Brooklyn Nets forward LaMarcus Aldridge has officially retired from the NBA.
In an open letter, Aldridge explained that he experienced an irregular heartbeat in his final game against the Lakers. The seven-time All-Star wrote, “what I felt that night was still one of the scariest things I’ve experienced.”.
Aldridge, who was diagnosed with Wolff-Parkinson-White syndrome — an abnormality that can cause a rapid heartbeat — as a rookie in 2007, said he feels better now after getting it checked out but decided to end his 15-year career.
Aldridge missed time at the end of his rookie season to get treated and also sat out for 10 days in training camp in 2011 after his heart symptoms returned. His arrhythmia came back in 2017 and he missed two games that March.
LaMarcus Aldridge joined the Nets after reaching a buyout agreement with the San Antonio Spurs and provided his new team with an inside post presence that was one of the few things it was missing.
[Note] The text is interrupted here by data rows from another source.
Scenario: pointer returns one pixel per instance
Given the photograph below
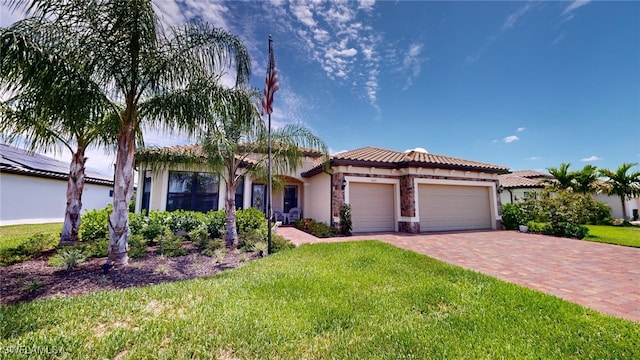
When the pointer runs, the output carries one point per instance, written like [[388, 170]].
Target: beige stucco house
[[388, 190]]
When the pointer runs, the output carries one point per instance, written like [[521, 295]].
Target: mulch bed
[[36, 279]]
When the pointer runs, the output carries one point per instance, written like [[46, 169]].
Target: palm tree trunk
[[231, 236], [75, 187], [624, 208], [122, 192]]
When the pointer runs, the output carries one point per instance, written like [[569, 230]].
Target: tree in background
[[622, 183], [53, 103], [164, 79]]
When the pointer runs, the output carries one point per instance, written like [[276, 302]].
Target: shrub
[[248, 238], [137, 246], [181, 220], [68, 258], [279, 243], [94, 224], [30, 249], [99, 248], [137, 222], [511, 216], [215, 223], [209, 247], [171, 245], [345, 219], [152, 231], [250, 219], [199, 234]]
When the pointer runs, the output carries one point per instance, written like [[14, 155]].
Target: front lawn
[[13, 235], [343, 300], [619, 235]]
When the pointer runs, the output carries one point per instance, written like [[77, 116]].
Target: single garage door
[[372, 207], [452, 207]]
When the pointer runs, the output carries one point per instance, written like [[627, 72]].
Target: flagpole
[[269, 245]]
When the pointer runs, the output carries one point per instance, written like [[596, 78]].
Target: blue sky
[[525, 84]]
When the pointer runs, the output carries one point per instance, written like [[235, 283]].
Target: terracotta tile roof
[[372, 156], [531, 174]]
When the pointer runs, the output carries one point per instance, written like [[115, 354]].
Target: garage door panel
[[451, 207], [372, 207]]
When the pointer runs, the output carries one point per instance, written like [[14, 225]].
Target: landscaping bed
[[36, 279]]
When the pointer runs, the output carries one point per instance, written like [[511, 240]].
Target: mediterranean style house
[[412, 191]]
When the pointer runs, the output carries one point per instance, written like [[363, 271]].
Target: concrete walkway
[[603, 277]]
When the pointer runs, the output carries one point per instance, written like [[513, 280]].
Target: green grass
[[619, 235], [11, 236], [360, 300]]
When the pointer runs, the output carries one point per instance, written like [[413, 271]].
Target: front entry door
[[259, 197], [290, 197]]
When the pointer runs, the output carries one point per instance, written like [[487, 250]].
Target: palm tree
[[164, 79], [623, 184], [49, 117], [586, 180], [563, 178], [236, 146]]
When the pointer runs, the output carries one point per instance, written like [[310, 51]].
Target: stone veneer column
[[408, 205], [338, 194]]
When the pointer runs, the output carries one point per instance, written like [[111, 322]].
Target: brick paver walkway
[[599, 276]]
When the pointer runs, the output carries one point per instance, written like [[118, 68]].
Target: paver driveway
[[600, 276]]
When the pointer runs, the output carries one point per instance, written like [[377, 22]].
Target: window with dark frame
[[195, 191]]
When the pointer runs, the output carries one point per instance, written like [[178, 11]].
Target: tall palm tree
[[563, 178], [45, 117], [586, 180], [164, 79], [235, 146], [622, 183]]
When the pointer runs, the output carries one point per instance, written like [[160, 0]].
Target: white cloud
[[412, 62], [574, 5], [591, 158], [511, 20]]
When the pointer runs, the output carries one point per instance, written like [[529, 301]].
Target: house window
[[240, 194], [192, 191], [290, 198], [258, 197], [146, 192]]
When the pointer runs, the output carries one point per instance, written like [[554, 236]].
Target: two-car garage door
[[454, 207], [372, 207]]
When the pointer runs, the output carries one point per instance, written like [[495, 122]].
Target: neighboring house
[[33, 188], [516, 185], [410, 191]]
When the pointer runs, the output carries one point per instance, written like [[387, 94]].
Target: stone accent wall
[[409, 227], [338, 194], [407, 196]]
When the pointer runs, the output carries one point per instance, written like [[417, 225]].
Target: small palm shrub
[[137, 246], [68, 258]]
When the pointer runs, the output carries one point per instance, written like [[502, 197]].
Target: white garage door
[[451, 207], [372, 207]]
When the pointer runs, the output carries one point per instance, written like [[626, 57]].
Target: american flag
[[271, 84]]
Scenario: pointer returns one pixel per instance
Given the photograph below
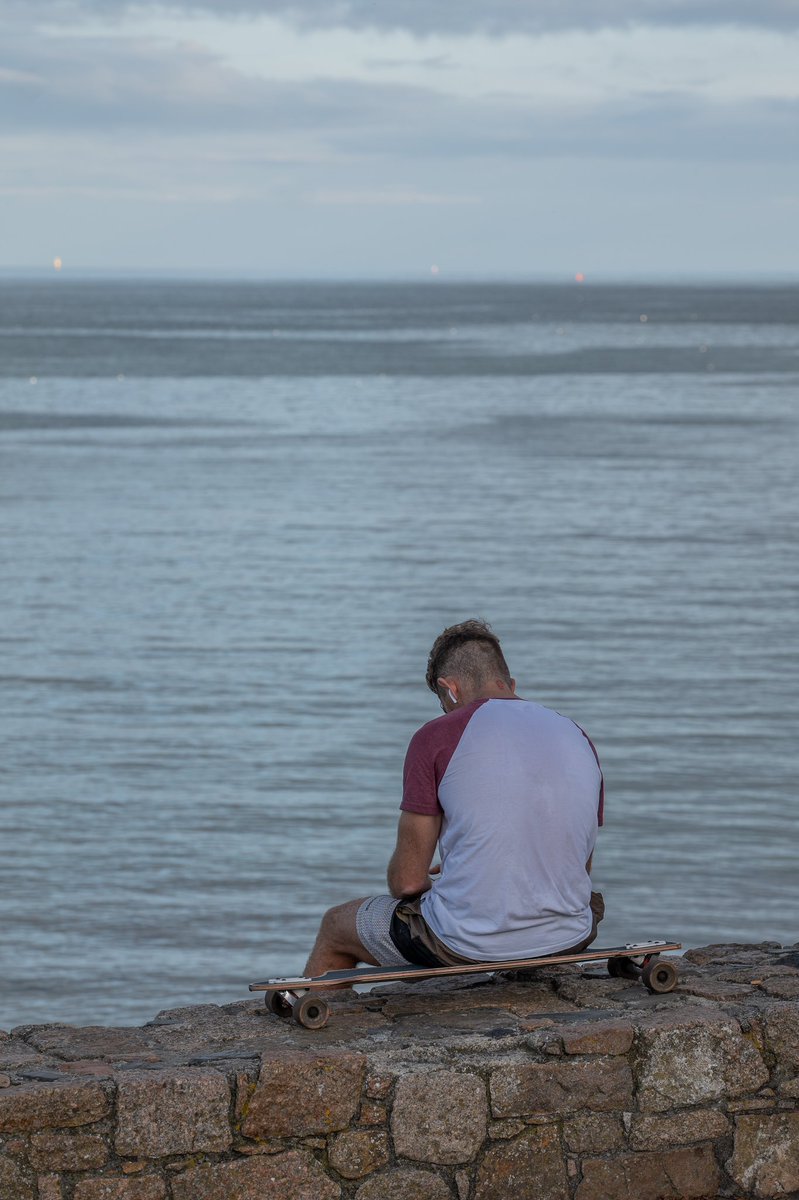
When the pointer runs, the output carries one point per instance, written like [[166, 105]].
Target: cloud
[[388, 197], [121, 88], [499, 17]]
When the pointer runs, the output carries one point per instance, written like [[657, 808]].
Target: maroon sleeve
[[428, 756]]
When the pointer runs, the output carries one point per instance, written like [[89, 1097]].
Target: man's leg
[[337, 946]]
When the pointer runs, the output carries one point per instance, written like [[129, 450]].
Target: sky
[[401, 138]]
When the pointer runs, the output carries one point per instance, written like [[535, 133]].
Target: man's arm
[[409, 867]]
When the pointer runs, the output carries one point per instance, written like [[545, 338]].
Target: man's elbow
[[406, 887]]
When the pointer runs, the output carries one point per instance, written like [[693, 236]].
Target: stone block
[[373, 1113], [378, 1085], [143, 1187], [67, 1152], [402, 1185], [293, 1175], [358, 1152], [528, 1168], [305, 1095], [782, 1037], [439, 1116], [766, 1153], [678, 1128], [522, 1089], [598, 1037], [500, 1131], [14, 1183], [593, 1133], [686, 1061], [52, 1107], [668, 1175], [178, 1111], [49, 1187]]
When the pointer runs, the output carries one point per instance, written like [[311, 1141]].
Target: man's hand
[[409, 869]]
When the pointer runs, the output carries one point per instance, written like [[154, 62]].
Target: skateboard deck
[[294, 996]]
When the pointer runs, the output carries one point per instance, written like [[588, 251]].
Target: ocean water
[[233, 519]]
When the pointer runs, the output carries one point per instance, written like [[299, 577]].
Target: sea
[[235, 515]]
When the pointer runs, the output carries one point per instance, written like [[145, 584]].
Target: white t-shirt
[[521, 793]]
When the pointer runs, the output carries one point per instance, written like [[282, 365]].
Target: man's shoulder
[[448, 725]]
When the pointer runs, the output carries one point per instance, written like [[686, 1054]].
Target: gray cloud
[[475, 16], [90, 85]]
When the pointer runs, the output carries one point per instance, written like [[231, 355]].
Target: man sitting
[[511, 793]]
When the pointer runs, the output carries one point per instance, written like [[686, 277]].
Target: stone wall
[[564, 1085]]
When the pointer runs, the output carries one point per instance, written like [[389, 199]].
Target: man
[[512, 795]]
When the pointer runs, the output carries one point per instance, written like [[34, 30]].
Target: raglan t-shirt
[[521, 796]]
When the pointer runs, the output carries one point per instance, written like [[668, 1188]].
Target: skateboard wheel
[[659, 976], [311, 1012], [623, 969], [277, 1003]]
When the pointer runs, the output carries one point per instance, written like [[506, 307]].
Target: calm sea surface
[[233, 519]]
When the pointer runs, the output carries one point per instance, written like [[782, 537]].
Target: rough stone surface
[[782, 1036], [695, 1060], [295, 1097], [172, 1113], [596, 1087], [149, 1187], [358, 1152], [680, 1128], [52, 1107], [595, 1133], [67, 1152], [601, 1037], [49, 1187], [13, 1183], [439, 1116], [601, 1085], [766, 1156], [528, 1168], [404, 1185], [293, 1175], [684, 1174]]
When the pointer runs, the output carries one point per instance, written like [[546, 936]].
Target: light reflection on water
[[218, 595]]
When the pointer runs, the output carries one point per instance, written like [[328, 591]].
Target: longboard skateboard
[[295, 996]]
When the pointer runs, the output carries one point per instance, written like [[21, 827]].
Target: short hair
[[469, 649]]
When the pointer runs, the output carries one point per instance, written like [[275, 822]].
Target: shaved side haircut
[[470, 651]]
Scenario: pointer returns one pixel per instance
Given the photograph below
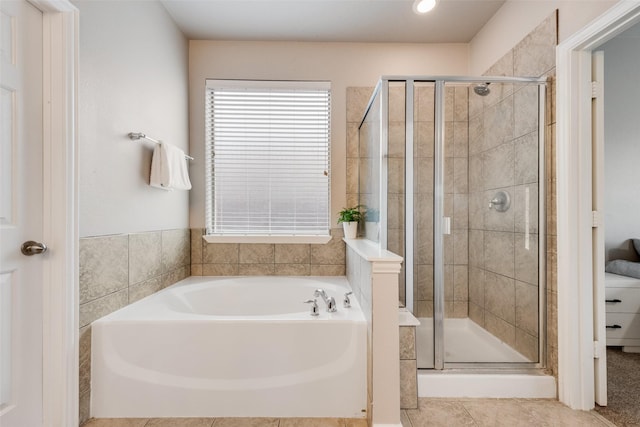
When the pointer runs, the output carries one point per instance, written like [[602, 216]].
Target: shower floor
[[464, 342]]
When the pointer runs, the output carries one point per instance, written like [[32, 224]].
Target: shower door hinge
[[596, 89]]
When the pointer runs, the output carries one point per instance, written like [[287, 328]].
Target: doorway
[[581, 318]]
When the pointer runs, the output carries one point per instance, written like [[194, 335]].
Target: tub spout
[[330, 301]]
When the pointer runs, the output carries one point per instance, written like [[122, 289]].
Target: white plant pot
[[350, 229]]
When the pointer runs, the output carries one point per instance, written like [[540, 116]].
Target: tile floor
[[430, 412]]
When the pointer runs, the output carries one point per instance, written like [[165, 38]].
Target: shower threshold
[[466, 342]]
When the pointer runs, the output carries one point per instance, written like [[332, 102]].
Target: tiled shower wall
[[117, 270], [502, 296], [251, 259], [503, 155]]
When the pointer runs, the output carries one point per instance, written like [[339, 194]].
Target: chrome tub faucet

The 6-foot-11 Aldridge had the best of his five games with the Nets in the one before his heart trouble, scoring 22 points in a victory over New Orleans on April 7.
The No. 2 pick in the 2006 draft was long one of the best at his position, averaging 19.4 points in a career that began with nine seasons in Portland.
Aldridge went on to play 5 1/2 seasons with the Spurs and was a five-time All-NBA selection. San Antonio coach Gregg Popovich called Aldridge a “consummate professional with a unique skill set and a deep respect for the game.”